Photo de Kari Glynew Elliott lors d'une entrevue.

Kari Glynes Elliott, du Ottawa Transit Riders, affirme qu'OC Transpo devrait se concentrer sur l'éducation plutôt que de forcer les gens à porter un masque dans les transports en commun.

Photo : Radio-Canada / Olivier Plante

Kary Glynes Elliott a déclaré qu'OC Transpo devrait se concentrer sur l'éducation, plutôt que sur l'application du règlement, et que la politique devrait être accompagnée d'une campagne de sensibilisation du public qui met l’accent sur les avantages pour la santé de l'utilisation du masque.

Une mise en vigueur pourrait conduire à des excès

Le rapport indique que le port de masques est nécessaire pour assurer la santé et la sécurité une fois que l'achalandage augmentera et que la distance physique ne sera plus possible dans les autobus d'OC Transpo et le train léger. La proposition doit encore être débattue et approuvée.

Michael Bryant, directeur national de l'Association canadienne des libertés civiles, a déclaré que les décideurs et le personnel d'OC Transpo seraient confrontés à un certain nombre de défis lorsqu'il s'agira de concevoir et d'appliquer une telle politique.

Une femme portant le masque assise dans un autobus de la ville d'Ottawa.

Un usager porte un masque lors de son déplacement en autobus de OC Transpo.

Photo : Radio-Canada / Francis Ferland

L'un des défis consiste à définir des exemptions conformément à la législation sur les droits de l'homme, ce qui empêche la discrimination contre des groupes particuliers de personnes en fonction entre autre de l'âge, du sexe, du handicap, et de la religion.

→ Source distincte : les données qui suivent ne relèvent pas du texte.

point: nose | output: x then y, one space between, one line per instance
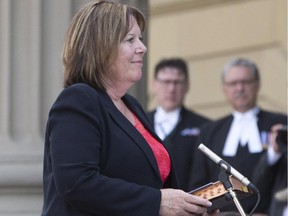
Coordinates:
141 48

Ils vont devoir exiger [l'utilisation du masque] avec des exceptions, et les exceptions devront être flexibles, a déclaré M. Bryant.

Actuellement, le rapport indique que des exceptions seront permises pour les jeunes enfants, les personnes qui ont des difficultés à respirer et toute personne qui ne peut retirer un masque sans assistance.

M. Bryant a aussi souligné que les chauffeurs d'autobus et les agents d'application des règles du transport en commun ne devraient pas être ceux qui ont à décider qui a droit ou non à une exemption pour le moment.

Les agents chargés du contrôle des transports en commun n'ont ni les qualifications, ni la formation, ni l'autorité légale pour exercer ce pouvoir discrétionnaire, a déclaré M. Bryant.

Conflit potentiel

Le rapport du personnel ne dit pas comment la politique sur les masques serait appliquée, ni si des sanctions seraient infligées à ceux qui ne s'y conforment pas.

Dans une entrevue à CBC la semaine dernière, le conseiller Alan Hubley, qui préside la commission des transports en commun, a déclaré que de remettre des amendes à ceux qui ne portent pas de masque ne serait pas la priorité.

Le syndicat qui représente les conducteurs d'OC Transpo a déclaré qu'ils ne devraient pas être responsables de l'application de la politique.

Je pense que cela met les opérateurs en danger de se retrouver au centre d'un conflit, a déclaré Clint Crabtree, président de la section locale 279 du Syndicat Uni des Transports.

Des personnes qui attendent l'autobus

Des résidents d'Ottawa prennent les autobus d'OC Transpo pendant la crise de la COVID-19.

Photo : Radio-Canada / David Richard

Selon les protocoles actuels, lorsqu'un usager ne respecte pas les règles, les conducteurs appellent le centre de contrôle et les agents de contrôle des transports en commun sont appelés à intervenir.

M. Crabtree a recommandé aux responsables de la Ville que s'ils exigeaient que les usagers portent des masques, la Ville d'Ottawa devrait les fournir.

Le rapport indique aussi qu'un nombre limité de masques sera distribué au cours de la première semaine de la mise en vigueur de la politique et que la Ville organise un financement pour la fourniture de masques à des organisations à but non lucratif.